Я упомянул выше о волнении Владимира Ильича перед парижскими лекциями. На этом следует остановиться. Такого рода волнения при выступлениях были у Ленина и значительно позже тем сильнее, чем менее "своя" была аудитория, чем формальнее был повод для речи. Внешним образом Ленин всегда говорил уверенно, напористо и быстро, так что речи его являлись жестоким испытанием для стенографов. Но когда ему было не по себе, голос его звучал каким-то не своим, а отраженным и обезличенным звуком, похожим на эхо. Когда же Ленин чувствовал, что этой именно аудитории крепко нужно именно то, что он имеет сказать, голос его приобретал чрезвычайную живость и гибкую убедительность, не "ораторскую" в собственном смысле, а разговорную, только доведенную до масштабов трибуны.
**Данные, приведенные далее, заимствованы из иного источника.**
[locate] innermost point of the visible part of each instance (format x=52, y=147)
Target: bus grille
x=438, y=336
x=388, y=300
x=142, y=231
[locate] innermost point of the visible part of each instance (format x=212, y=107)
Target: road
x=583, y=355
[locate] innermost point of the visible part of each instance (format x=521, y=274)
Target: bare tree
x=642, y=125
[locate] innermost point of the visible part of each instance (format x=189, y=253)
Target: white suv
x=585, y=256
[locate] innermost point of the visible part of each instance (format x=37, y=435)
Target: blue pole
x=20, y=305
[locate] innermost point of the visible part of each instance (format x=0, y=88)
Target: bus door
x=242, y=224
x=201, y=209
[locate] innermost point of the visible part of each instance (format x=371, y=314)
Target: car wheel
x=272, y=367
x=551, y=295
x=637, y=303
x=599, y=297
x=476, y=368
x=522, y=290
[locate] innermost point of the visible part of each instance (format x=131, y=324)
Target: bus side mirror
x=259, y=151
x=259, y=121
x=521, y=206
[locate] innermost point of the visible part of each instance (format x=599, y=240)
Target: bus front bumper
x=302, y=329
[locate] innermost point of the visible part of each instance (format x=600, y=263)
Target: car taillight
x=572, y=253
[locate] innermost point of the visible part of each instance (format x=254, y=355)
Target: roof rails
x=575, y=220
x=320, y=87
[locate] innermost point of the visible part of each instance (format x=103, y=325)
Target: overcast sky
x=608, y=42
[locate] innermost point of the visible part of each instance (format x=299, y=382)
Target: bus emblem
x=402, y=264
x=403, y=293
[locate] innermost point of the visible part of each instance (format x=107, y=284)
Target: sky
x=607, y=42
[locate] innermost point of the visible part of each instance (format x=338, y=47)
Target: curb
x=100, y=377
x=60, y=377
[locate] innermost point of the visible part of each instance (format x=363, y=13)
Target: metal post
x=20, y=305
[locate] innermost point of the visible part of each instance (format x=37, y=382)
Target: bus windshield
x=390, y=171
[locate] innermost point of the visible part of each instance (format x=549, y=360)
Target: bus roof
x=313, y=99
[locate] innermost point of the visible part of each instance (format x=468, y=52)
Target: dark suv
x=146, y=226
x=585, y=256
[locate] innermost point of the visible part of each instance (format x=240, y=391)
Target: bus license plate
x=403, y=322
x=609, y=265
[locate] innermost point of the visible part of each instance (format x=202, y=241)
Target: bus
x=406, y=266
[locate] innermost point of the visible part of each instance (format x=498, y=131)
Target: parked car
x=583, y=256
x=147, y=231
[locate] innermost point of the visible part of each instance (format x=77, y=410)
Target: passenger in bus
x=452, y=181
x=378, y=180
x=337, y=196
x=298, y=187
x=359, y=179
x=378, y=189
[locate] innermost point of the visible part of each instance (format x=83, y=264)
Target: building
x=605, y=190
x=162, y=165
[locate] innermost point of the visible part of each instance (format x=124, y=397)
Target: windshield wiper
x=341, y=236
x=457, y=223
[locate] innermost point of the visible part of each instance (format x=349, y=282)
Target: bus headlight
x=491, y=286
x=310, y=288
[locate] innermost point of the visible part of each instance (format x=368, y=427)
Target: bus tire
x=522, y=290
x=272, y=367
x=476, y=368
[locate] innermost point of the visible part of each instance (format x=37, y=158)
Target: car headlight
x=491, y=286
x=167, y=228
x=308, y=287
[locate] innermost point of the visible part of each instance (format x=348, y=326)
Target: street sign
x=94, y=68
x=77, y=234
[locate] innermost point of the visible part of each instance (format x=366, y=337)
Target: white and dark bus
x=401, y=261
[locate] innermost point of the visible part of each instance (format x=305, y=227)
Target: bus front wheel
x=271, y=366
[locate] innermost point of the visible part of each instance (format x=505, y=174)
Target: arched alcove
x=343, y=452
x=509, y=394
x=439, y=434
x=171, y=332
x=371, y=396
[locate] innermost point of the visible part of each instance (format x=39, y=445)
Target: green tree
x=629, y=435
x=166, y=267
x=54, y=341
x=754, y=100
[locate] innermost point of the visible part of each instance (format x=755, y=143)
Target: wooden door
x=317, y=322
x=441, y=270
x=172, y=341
Это было не ораторское искусство, но нечто большее, чем ораторство. Можно, правда, возразить, что всякий оратор лучше говорит в "своей" аудитории. В такой общей форме это, конечно, верно. Но весь вопрос в том, какую аудиторию и в каких условиях оратор чувствует, как свою. Европейские ораторы типа Вандервельде, воспитанные на парламентских образцах, нуждаются именно в торжественной обстановке и в формальных поводах для пафоса. На юбилейных собраниях и чествованиях они как раз в своей тарелке. А для Ленина каждое такое собрание было маленьким личным несчастьем. Ярче и убедительнее всего он бывал при разборе боевых вопросов политики. Может быть, лучшими образцами его устной речи были его выступления в Центральном Комитете перед Октябрем.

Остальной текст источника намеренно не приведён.